I wouldn’t have made the windmill image above if I had a typical dSLR kit on my back. The windmills are visible from the road below, but hiking up to them is a challenge. The somewhat steep and rocky Lahaina Pali Trail gets you a glimpse after about 2.25 miles and 1600 feet of elevation gain. To get closer, keep going up a steep jeep service road another 20 minutes or so. The sun was setting behind the windmills, which required either shooting into the sun, or waiting for it to disappear behind the ridge.

Of course waiting for the sun to get lower meant a very short window of twilight to descend the rocky trail back to the car. We were able to descend the rocky section just as it became dark, and walk the final 0.6 miles on a flat path back to the car. Packing light was the key to moving quickly enough to make it down before dark. Of course a digital SLR with one lens doesn’t weigh that much, but which lens? And should I bring the flash? And the macro lens? Tripod?

The LX1 weighs just over 7 ounces. I also carried a Holga, which weighs another 7 ounces. Add a spare roll of film, and I’m still under 1 pound total for photo gear.

Some other reasons you might want to leave the dSLR at home when vacationing:

  • Your partner will be happier if you’re not spending the morning polishing lenses and cleaning your sensor
  • More people photography opportunities may open up for you with a small camera
  • Your shoulders and back will thank you

Besides a camera, there is another crucial item for a visit to Maui — Maui Revealed. This guide book is so good, many locals have a copy. I’ve visited Maui 8 times since 1995 when a close friend moved there. I’ve continued to find some great spots and off the beaten path adventures thanks to this book. Best 10 bucks you can spend, besides sunscreen.

3 thoughts on “Vacation or photo trip?”

  1. I strongly agree with two of your points…

    Since I bought a P&S over a year ago, I’ve probably taken just as many shots with the P&S as I have with my dSLR. IMHO, for photographing kids, and for street photography, a dSLR just can’t compete with a good P&S. And a P&S can’t compete with a dSLR for night photography. The trick is to carry the right camera for the right job.

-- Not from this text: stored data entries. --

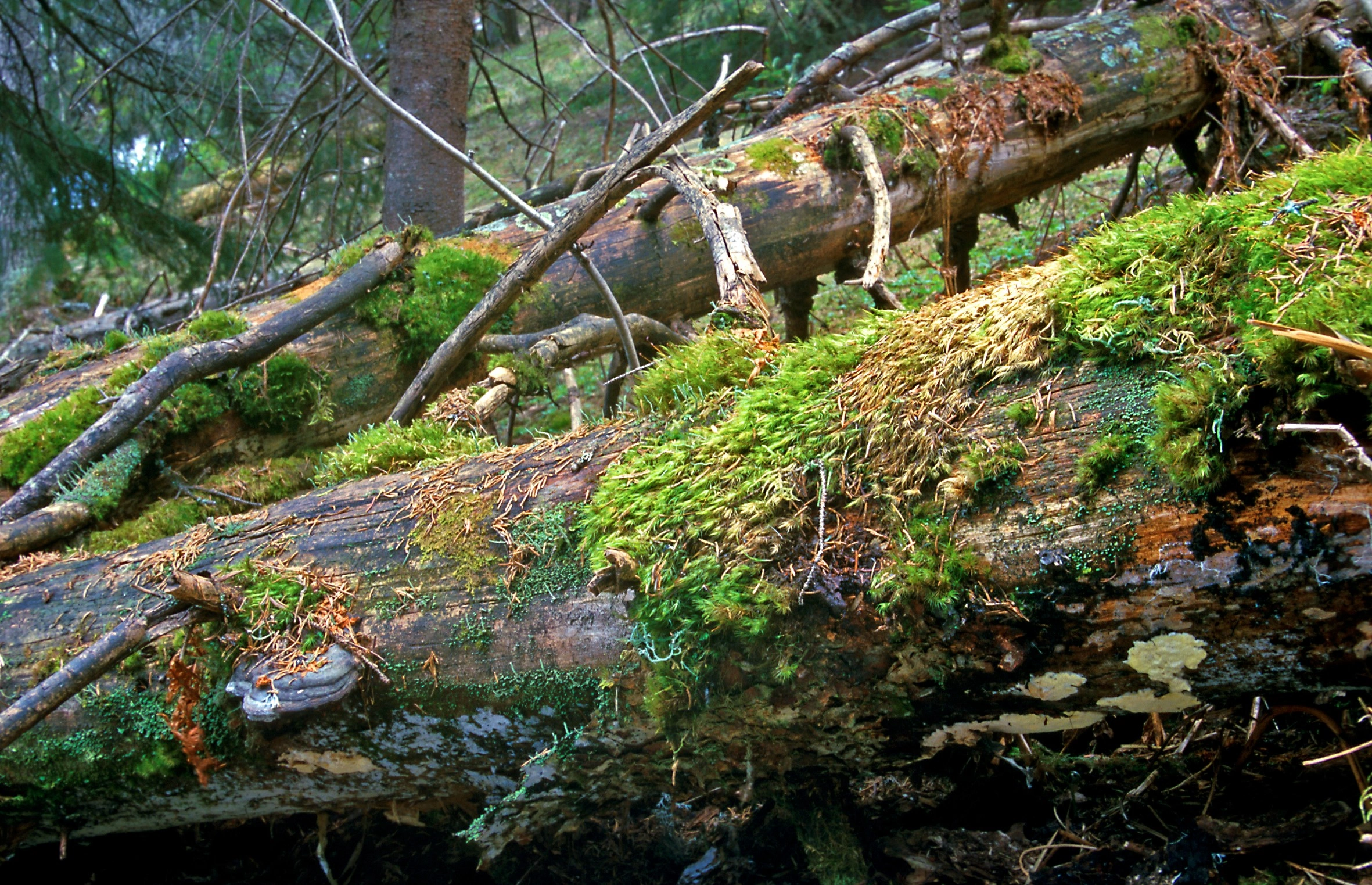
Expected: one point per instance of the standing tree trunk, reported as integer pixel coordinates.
(431, 48)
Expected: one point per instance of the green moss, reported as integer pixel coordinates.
(983, 468)
(265, 483)
(677, 503)
(774, 156)
(27, 449)
(102, 488)
(448, 282)
(832, 850)
(1022, 413)
(194, 405)
(460, 536)
(390, 447)
(687, 375)
(926, 566)
(688, 234)
(1104, 461)
(355, 393)
(160, 521)
(887, 131)
(1176, 284)
(1160, 35)
(114, 339)
(214, 325)
(1011, 55)
(1191, 424)
(278, 396)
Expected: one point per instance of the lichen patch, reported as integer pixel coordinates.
(1054, 686)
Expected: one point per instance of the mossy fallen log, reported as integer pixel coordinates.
(803, 214)
(1022, 510)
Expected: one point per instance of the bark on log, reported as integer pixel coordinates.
(1263, 589)
(800, 224)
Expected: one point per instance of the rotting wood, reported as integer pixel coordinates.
(578, 339)
(198, 361)
(722, 227)
(534, 261)
(999, 673)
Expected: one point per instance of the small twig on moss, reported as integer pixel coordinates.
(1333, 428)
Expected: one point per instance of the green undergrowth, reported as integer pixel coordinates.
(446, 280)
(775, 156)
(57, 774)
(684, 377)
(390, 447)
(29, 447)
(274, 481)
(1176, 286)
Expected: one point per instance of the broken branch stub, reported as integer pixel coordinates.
(531, 265)
(196, 363)
(722, 225)
(862, 146)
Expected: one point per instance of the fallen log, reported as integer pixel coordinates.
(1046, 579)
(802, 217)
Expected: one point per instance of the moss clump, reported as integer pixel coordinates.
(194, 405)
(27, 449)
(1177, 283)
(774, 156)
(887, 131)
(448, 282)
(1010, 55)
(390, 447)
(102, 488)
(265, 483)
(1191, 424)
(214, 325)
(278, 396)
(984, 467)
(459, 536)
(685, 375)
(1022, 413)
(1104, 461)
(926, 566)
(114, 339)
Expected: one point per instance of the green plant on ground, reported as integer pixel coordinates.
(448, 280)
(774, 156)
(279, 394)
(390, 447)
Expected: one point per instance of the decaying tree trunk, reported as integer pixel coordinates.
(803, 218)
(1263, 589)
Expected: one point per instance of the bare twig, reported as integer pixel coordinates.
(534, 261)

    As for Maui-Revealed, I can vouch for the entire series (Oahu Revealed, Maui Revealed, Kauai Revealed and Big Island Revealed). The make the rest of the tour books look like a joke, by comparison. I wish I had known about Oahu Revealed when I went there two years ago. And they’re not only informative. They’re actually funny. You can crack them open and read them to kill time while you’re waiting for your loved one to get out of the shops.

    Andy Frazer

  2. Looks like you had a great time in Maui! I wish I could have helped you more with locations, but I was at a loss. If you ever end up in Kauai, though, I have a few locations for you to check out, as well as O’ahu.

    Going to HP tonight. Wish me luck

  3. Good point Joe. So long as you can capture RAW for post-processing flexibility, you lose little going light, and you end up shooting a lot more, including being less intrusive in candid scenes.

    I only wish the Lumix had a good optical viewfinder: I find that using the screen to frame a scene put too much separation between eye and scene, practically and psychologically. Not to mention the loss of stability created by an arms length position, magnified by the small camera weight to offset the shutter pressure.

    Then again, there are situations and situations. As Andy says, to each job its tool.